The 6 monthly assessment… • Refer to the summary on page 29 • Refer to the document and note the following: • Objective is to evaluate the evidence presented by the trainee and to assess their demonstrated competence at this point in timeagainst final entry levels into the profession • The ANA should involve a formal meeting between the trainee and their evaluator / assessor • No longer any “suggested levels for period A, B & C” – only the guide as to the required final level in section 1. • Evaluator to evaluate evidence presented and, based on this evidence, rate the trainee against the required final levels • Overall rating from previous ANA brought forward cumulatively • There is no minimum or maximum number of TSR / PSR ratings required to be able to reach a level 4 competence
The 6 monthly assessment… • Refer to the document and note the following: • Assessor to consider the evidence presented and assess whether the trainee has reached the required final levels (initial against each outcome). • Additional space for comments by evaluator and assessor (if there is a need to justify their decisions). • Multiple professional skills reviews for an outcome to be summarised (4 blocks available)… • Note that all professional skills will now require a final competence level of 4… • Section 2 reduced and section 3 removed…
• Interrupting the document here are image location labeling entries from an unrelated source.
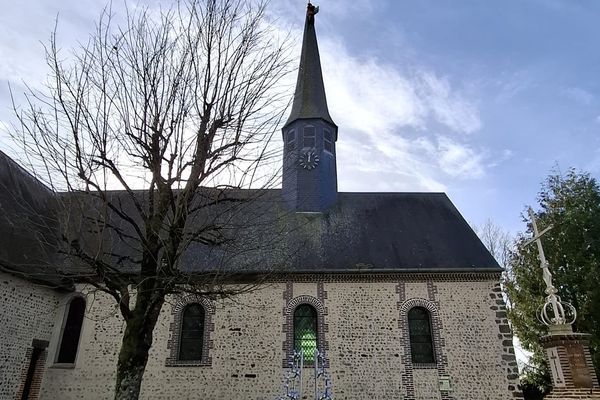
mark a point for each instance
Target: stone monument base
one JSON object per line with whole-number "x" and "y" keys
{"x": 570, "y": 361}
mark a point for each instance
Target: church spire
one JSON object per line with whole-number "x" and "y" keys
{"x": 309, "y": 98}
{"x": 309, "y": 181}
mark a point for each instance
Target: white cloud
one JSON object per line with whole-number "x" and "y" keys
{"x": 458, "y": 160}
{"x": 578, "y": 95}
{"x": 396, "y": 126}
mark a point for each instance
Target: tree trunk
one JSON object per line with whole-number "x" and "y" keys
{"x": 133, "y": 355}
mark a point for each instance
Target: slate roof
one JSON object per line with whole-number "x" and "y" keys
{"x": 27, "y": 223}
{"x": 362, "y": 232}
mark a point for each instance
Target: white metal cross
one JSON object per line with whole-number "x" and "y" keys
{"x": 558, "y": 312}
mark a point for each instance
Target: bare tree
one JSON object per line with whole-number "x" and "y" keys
{"x": 159, "y": 108}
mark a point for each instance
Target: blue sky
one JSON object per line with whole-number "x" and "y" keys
{"x": 478, "y": 99}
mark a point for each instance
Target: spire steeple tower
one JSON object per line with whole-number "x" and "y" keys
{"x": 309, "y": 163}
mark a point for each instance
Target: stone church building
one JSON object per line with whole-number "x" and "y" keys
{"x": 395, "y": 288}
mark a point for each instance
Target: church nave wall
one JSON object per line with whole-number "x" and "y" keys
{"x": 29, "y": 312}
{"x": 363, "y": 329}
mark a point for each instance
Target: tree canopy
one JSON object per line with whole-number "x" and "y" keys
{"x": 159, "y": 107}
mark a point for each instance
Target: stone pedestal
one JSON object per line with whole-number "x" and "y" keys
{"x": 570, "y": 361}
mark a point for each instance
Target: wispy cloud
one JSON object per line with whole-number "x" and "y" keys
{"x": 410, "y": 126}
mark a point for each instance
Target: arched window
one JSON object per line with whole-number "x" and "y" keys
{"x": 69, "y": 341}
{"x": 192, "y": 333}
{"x": 305, "y": 331}
{"x": 421, "y": 340}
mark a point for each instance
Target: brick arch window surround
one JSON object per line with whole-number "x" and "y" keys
{"x": 304, "y": 328}
{"x": 419, "y": 318}
{"x": 189, "y": 341}
{"x": 71, "y": 331}
{"x": 420, "y": 336}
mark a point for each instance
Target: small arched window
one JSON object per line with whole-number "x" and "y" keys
{"x": 192, "y": 333}
{"x": 305, "y": 331}
{"x": 421, "y": 340}
{"x": 69, "y": 341}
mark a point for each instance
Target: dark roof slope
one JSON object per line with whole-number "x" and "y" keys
{"x": 309, "y": 98}
{"x": 376, "y": 232}
{"x": 361, "y": 232}
{"x": 27, "y": 224}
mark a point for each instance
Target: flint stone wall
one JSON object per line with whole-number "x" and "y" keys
{"x": 365, "y": 336}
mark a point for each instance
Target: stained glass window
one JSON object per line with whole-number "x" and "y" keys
{"x": 309, "y": 139}
{"x": 291, "y": 140}
{"x": 421, "y": 343}
{"x": 192, "y": 332}
{"x": 305, "y": 331}
{"x": 69, "y": 341}
{"x": 327, "y": 140}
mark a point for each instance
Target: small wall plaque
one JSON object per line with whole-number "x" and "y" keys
{"x": 579, "y": 368}
{"x": 445, "y": 383}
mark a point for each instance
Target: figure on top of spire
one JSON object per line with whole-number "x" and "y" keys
{"x": 311, "y": 11}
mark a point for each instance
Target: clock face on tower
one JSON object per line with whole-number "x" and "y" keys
{"x": 308, "y": 160}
Practical considerations… • Even more important to understand the difference when applying the rating levels during a review as opposed to during the 6 monthly assessment… • Reviewers rate competence at a point in time based on evidence presented of a specific task / skill. • 6-monthly assessments assess demonstrated competencies (evidence presented) in the context of the final sign off levels (entry level into the profession)
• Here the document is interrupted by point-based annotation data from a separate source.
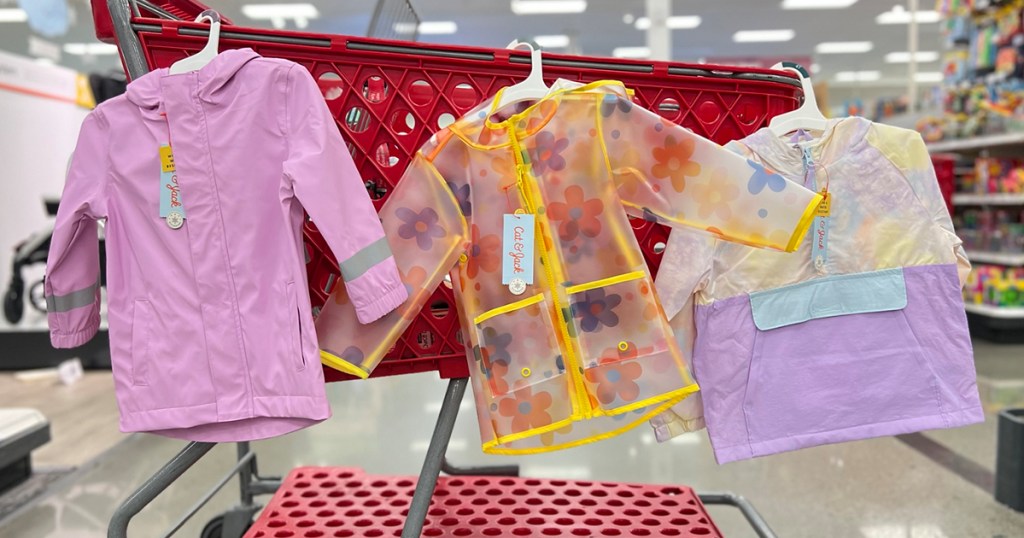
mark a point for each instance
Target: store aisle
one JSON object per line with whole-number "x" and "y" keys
{"x": 872, "y": 489}
{"x": 83, "y": 416}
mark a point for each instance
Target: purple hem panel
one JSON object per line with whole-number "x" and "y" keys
{"x": 963, "y": 417}
{"x": 839, "y": 378}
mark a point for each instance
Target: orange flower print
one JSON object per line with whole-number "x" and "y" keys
{"x": 483, "y": 253}
{"x": 716, "y": 196}
{"x": 497, "y": 374}
{"x": 414, "y": 281}
{"x": 674, "y": 161}
{"x": 615, "y": 379}
{"x": 526, "y": 409}
{"x": 577, "y": 215}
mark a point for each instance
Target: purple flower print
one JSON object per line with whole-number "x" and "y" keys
{"x": 546, "y": 153}
{"x": 595, "y": 309}
{"x": 423, "y": 226}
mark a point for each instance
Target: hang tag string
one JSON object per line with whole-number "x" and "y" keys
{"x": 167, "y": 123}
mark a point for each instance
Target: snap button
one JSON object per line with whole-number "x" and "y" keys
{"x": 517, "y": 286}
{"x": 175, "y": 219}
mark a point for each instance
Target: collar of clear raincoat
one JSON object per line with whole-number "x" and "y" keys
{"x": 487, "y": 128}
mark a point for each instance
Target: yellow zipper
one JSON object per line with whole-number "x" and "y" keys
{"x": 572, "y": 366}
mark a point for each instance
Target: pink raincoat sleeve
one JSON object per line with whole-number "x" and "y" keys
{"x": 428, "y": 232}
{"x": 321, "y": 173}
{"x": 72, "y": 285}
{"x": 668, "y": 174}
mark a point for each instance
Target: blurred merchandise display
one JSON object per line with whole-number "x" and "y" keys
{"x": 995, "y": 286}
{"x": 983, "y": 70}
{"x": 991, "y": 230}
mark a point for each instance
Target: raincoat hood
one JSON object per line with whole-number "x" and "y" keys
{"x": 146, "y": 92}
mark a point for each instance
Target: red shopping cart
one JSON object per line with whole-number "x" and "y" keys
{"x": 388, "y": 97}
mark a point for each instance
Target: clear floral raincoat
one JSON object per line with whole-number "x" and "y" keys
{"x": 585, "y": 352}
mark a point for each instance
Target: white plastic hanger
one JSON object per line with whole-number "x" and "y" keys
{"x": 204, "y": 56}
{"x": 807, "y": 117}
{"x": 530, "y": 88}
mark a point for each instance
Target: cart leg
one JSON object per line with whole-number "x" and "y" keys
{"x": 484, "y": 470}
{"x": 753, "y": 516}
{"x": 154, "y": 487}
{"x": 435, "y": 457}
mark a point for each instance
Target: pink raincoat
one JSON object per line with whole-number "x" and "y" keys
{"x": 211, "y": 331}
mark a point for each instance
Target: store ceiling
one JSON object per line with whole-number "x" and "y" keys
{"x": 596, "y": 32}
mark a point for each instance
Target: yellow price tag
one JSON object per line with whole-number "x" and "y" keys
{"x": 824, "y": 207}
{"x": 166, "y": 159}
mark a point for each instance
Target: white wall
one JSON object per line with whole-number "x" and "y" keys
{"x": 39, "y": 124}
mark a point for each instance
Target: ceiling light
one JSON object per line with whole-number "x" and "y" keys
{"x": 857, "y": 76}
{"x": 674, "y": 23}
{"x": 904, "y": 57}
{"x": 427, "y": 28}
{"x": 438, "y": 27}
{"x": 899, "y": 15}
{"x": 13, "y": 14}
{"x": 817, "y": 4}
{"x": 842, "y": 47}
{"x": 631, "y": 52}
{"x": 91, "y": 49}
{"x": 763, "y": 36}
{"x": 558, "y": 41}
{"x": 278, "y": 14}
{"x": 532, "y": 7}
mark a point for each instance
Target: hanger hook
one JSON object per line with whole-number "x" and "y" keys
{"x": 210, "y": 14}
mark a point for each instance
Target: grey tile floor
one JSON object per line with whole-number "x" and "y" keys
{"x": 872, "y": 489}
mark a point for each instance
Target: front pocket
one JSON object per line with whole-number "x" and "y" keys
{"x": 617, "y": 319}
{"x": 295, "y": 332}
{"x": 141, "y": 314}
{"x": 517, "y": 345}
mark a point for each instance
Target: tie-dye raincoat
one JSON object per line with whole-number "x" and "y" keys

Practical considerations… • When is “development” required? • When an overall rating is at a level lower than it should be, given: • the exposure that the trainee has already had to that competence / those tasks • The nature of “development required” is that it is remedial • Development cannot be required in instances where the trainee has not yet had an opportunity to demonstrate their competence – this is a planning issue!
The final certificate… • Refer summary in notes • Let’s have a look at the document… • Simply becomes the final sign off of the training contract to indicate that all the requirements have been met. • Summative assessment will already have been performed on a 6 monthly basis. • Will still incorporate the “Certificate of Completion”.
An exercise • Read through the scenario presented to you for the trainee, Hugh Slacker… • Review the document he has presented to you on your own first and… • Complete your reviewer rating of the evidence he has presented (if you can!) • Note any errors in the completion of the document • Raise any areas of concern (that you would like to address with Hugh) • On completion of your review, discuss your findings with each other IFRSRools Hugh SlackerProspective CA…
Discussion points” • Grammar is a problem and would need to improve to become more professional (should be discussed with Hugh i.t.o. his poor “presentation of views”) • There is no specific review of his tax work (lack of interest & poor quality of work) in the PR – note it is the responsibility of the trainee to present the evidence (and not of the reviewer to ensure everything is presented!)
Discussion points • The PR should have been reviewed after each addition by Hugh – and not at the end of the 6 months. • Hugh’s disappearance during the Gungho audit and the presentation issues with his work have not been reflected in the PR? That’s fine – Hugh is choosing to not present the evidence… • The last assignment showed a lot more initiative and commitment on Hugh’s part but these have not been specifically mentioned in the PR? Again, this is Hugh’s responsibility and not yours.